Another Successful SpaceX Starship Prototype Hop Test

The SpaceX SN6 Starship prototype had a successful 150-meter hop test. This is the second SpaceX 150 meter hop test using a prototype Starship. There was Starhopper test flight in 2019.

Elon Musk tweeted there will be several short hop tests to ensure they have the launch process completely worked out. They will than add body flaps and go for high altitude testing.

SOURCES – SpaceX, Wikipedia, Everyday Astronaut
Written by Brian Wang, Nextbigfuture.com

21 thoughts on “Another Successful SpaceX Starship Prototype Hop Test”

  1. In the space market, commercial companies reached great success. Skyrora for example represents a new breed of private rocket companies developing the next generation of launch vehicles for the burgeoning small satellite market https://www.skyrora.com/.

  2. SLS has LH2 capability, and Musk doesn’t offer that. Alabama would have benefited from EELV assembly options more so than shuttle derived HLLV options that are less Rube Goldberg. People have been calling for SD-HLLVs for years before Congress finally listened.

  3. It needs to be "cured" the way Ronan the Accuser did in Guardians of the Galaxy – smashing with a giant hammer.

  4. No. SLS is not fixable. It would be a complete waste of Elon's time to have him spend any time even talking about SLS.

  5. The 20km hop, sky-dive and land is going to be exciting, almost no matter how it turns out…

    I'm guessing they'll do the first attempt over the ocean, simulating landing maybe 10m above the waves for observational purposes. Or maybe they'll use an existing landing ship – they're wide enough, though Starship is a lot taller than the Falcon9 booster.

  6. Every tiny hop gets to the goal. Lots to do over the next two months. First Starship flight and first big booster hop. It keeps me entertained while hunkered down.

  7. SLS has become pure political pork. Congress should defund SLS. And save the pork monies by establishing new programs to explore new habitat ideas, lunar colonies, space based power stations, asteroid mining and all the other new opportunities made feasible by StarShip.

  8. Incorrect. We need to use another planet as a testbed for technologies that will save this one. Can't do ecosphere-spanning tests on an O'Neill cylinder.

  9. See "Away" for great example of Mars propaganda. Headline is "Gotta Leave This Doomed Earth to Save This Doomed Earth". Well, that is true, but not by going to Mars! Bezos/O'Neill/Galileo have the correct understanding, Space is the place, not any planet, including Earth. Leave Earth to save it. Mars is too tiny to matter.

  10. They will say New Glenn is too small, as it can't support Mars Direct/First/Only plans the way SLS can. New Glenn is about like FH, I believe. That is why O'Neill is about ISRU, not bigger launch vehicles. They help, but why wait over 40 years for them. We could have started O'Neill long ago.

  11. The Space Development Network contacted the Representatives on the Space Subcommittee and other decision-makers after the first hop encouraging them to recognize the policy implications of Starship (vs SLS). We are also reaching out to other space advocate organizations to encourage them to do likewise with each major Starship progress. DevelopSpace.info/tippingpoint

  12. It's mostly the "one basket" argument which will probably be presented, which should become interesting once New Glenn (eventually) comes online. Then we will have two reusable options and SLS will have to find some other pretext.

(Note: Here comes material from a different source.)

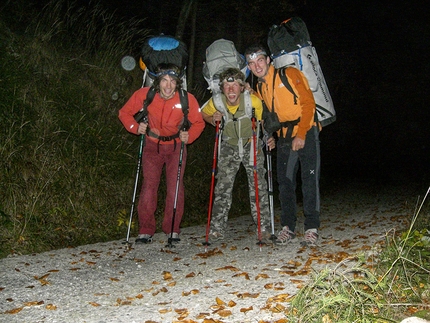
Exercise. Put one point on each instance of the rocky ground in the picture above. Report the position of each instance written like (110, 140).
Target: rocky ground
(235, 280)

  13. Presumably the parts of SLS+ can be launched as Starship cargo, then crewed once in place. The big expendable NASA rocket not needed at that time, well before SS is crew safe.

  14. I realize there are political reasons to keep the program going, i.e aerospace jobs, election votes, re-election campaigns, etc., but I guess I don't see how that benefits most members of Congress. Sen Shelby in AL is a big supporter of course since a lot of the SLS work is done in his state. But why the rest of the bunch in DC keep backing what appears to me is an evolutionary dead end is hard to fathom. I suppose that 2 heavy lift options are better than one (never put all your eggs in one basket, of course) but Starship is clearly much more advanced than SLS can ever hope to be.

  15. It wasn’t developed to NASA standards for crew safety, only SLS meets those requirements. It can’t be trusted for high value uncrewed missions like Europa clipper. It isn’t proven technology. Etc. That ought to get them though a launch or two of SLS. It will really get ridiculous comparing SpaceX Starship DearMoon or Lunar version vs Orion.

  16. Eventually SpaceX is going to have an operational Starship. At that point, what's the justification for Congress to keep the Space Launch System program? I'm not being sarcastic. Just politely asking the question.